All of a sudden we have a bunny that hangs out in our yard all the time. I have no idea where Bunny came from, or where Bunny sleeps at night. She or he appeared suddenly: one day, James texted me a picture while I was at work of a rabbit in our yard, something that we’ve never noticed before (and gosh, we’ve lived here 15 years I think!).

Since that day, Bunny has been a pretty consistent resident.


(This is Bunny’s favorite nap spot under my mock orange. Bunny is surprisingly unfazed by people and even dogs walking by on the sidewalk right behind.)


I have mixed feelings about this. On the one hand, it is sweet to work on my porch and have Bunny snoozing out here with me. There’s something very peaceful about a snoozing rabbit 10 feet away from me, just existing. Sometimes Bunny gets up and stretches and nibbles on the small amount of grass we still have in the yard, and it’s pretty darn cute.

On the other hand, I have also watched Bunny nibble branches off my blueberry bushes, and I despair for the tender spring leafy greens that come up on the plants I have tried so hard to curate in our yard. I despair in advance for the sweet crops we plant this year that I’m sure Bunny will munch. I also wonder if Bunny has been here longer than we’ve known, and if I’ve been blaming the squirrels for digging up and eating things that Bunny was also munching on.
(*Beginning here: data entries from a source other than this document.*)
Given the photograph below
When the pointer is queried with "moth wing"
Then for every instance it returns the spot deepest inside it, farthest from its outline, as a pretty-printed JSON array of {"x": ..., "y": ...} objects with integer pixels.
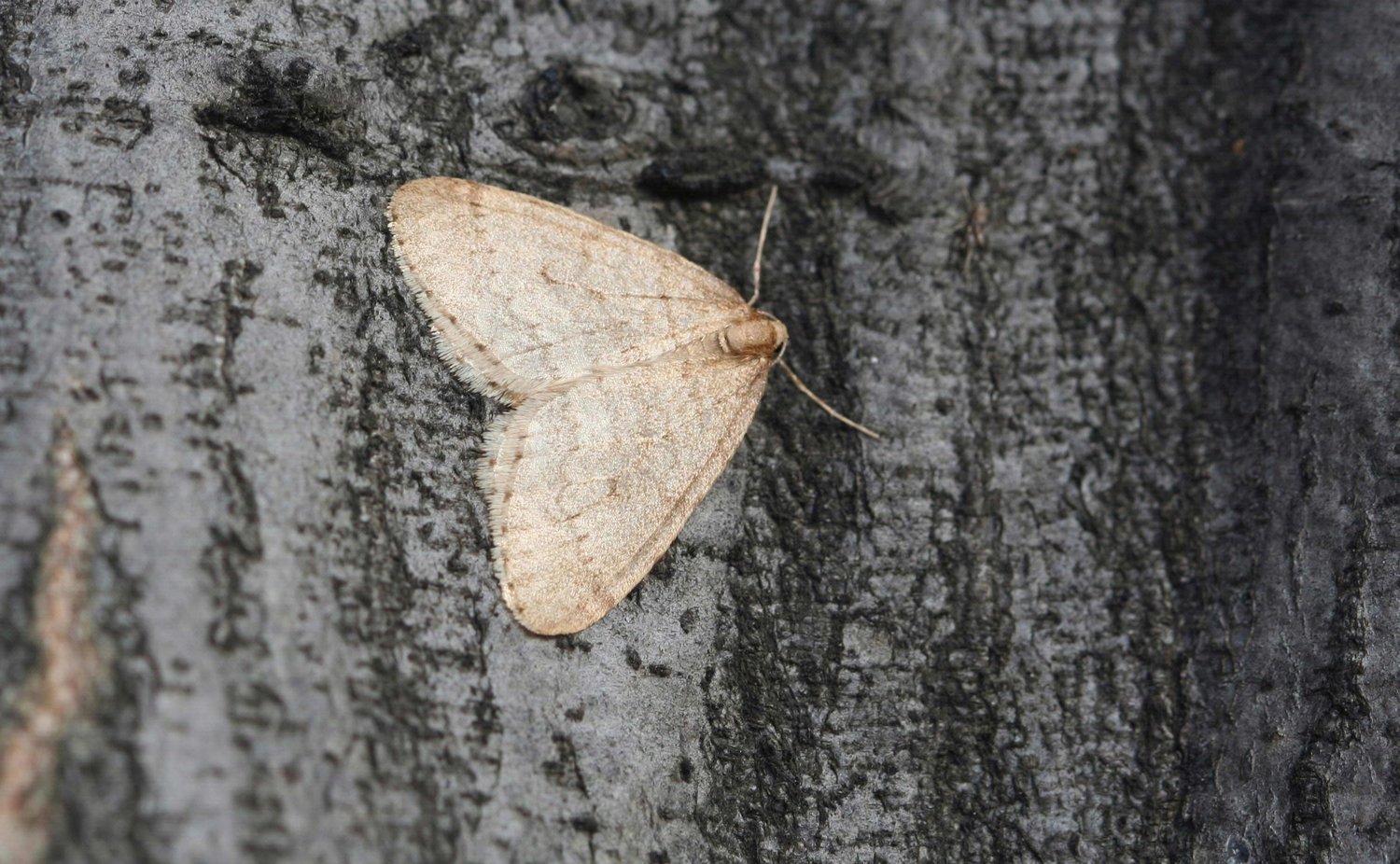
[
  {"x": 523, "y": 291},
  {"x": 590, "y": 483}
]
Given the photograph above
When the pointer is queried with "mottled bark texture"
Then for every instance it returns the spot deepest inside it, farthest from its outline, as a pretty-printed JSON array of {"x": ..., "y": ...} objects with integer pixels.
[{"x": 1119, "y": 282}]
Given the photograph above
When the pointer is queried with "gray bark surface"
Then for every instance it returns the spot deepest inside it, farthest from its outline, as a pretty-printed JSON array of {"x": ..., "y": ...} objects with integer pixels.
[{"x": 1119, "y": 282}]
I keep reminding myself that I have tried really hard to create good habitat for critters in the little 0.1-acre urban patch of earth we tend and live on, so in that sense it is a win that Bunny wants to hang out here. It’s also a sweet reminder that when I try to create habitat, I am not an autocrat. I don’t really get to (and nor do I really want to) decide who gets in and who stays out. Something that is good for the birds that I want to attract might also be delicious for the bunnies that are cute but eat my spinach. Our beautiful and huge backyard deodar cedar, so lovely for shade and one of my favorite things about our house, is sort of annoyingly attractive to raccoons, who are also cute when little but obnoxious in other ways, especially when they make the crows crazy in the early morning. All my sweet little native shrubs feed beneficial insects as well as the annoying insect pests who eat our kale and attack our apple tree; all of those attract many of the birds I love but then there are the starlings and feisty crows that are the bullies of our neighborhood. But it’s all part of the land we try to tend here and it’s all that crazy messy swirl of life that I love so much.

But I may need to figure out a crop protection mechanism! Unless Bunny gets eaten by an urban coyote first — which is not inconceivable given that we have those around too.


No, this has had nothing to do with bikes, but, sort of in the same way I conceive of riding a bike, it is about trying to be a good cohabitating citizen of this world with all our little urban creatures. Tread lightly, y’all.

One Comment:

  1. March/April update: bunny is no longer here. Urban coyote? Urban eagle? Owners have recovered their pet? Moved on to greener pastures and yards full of grass?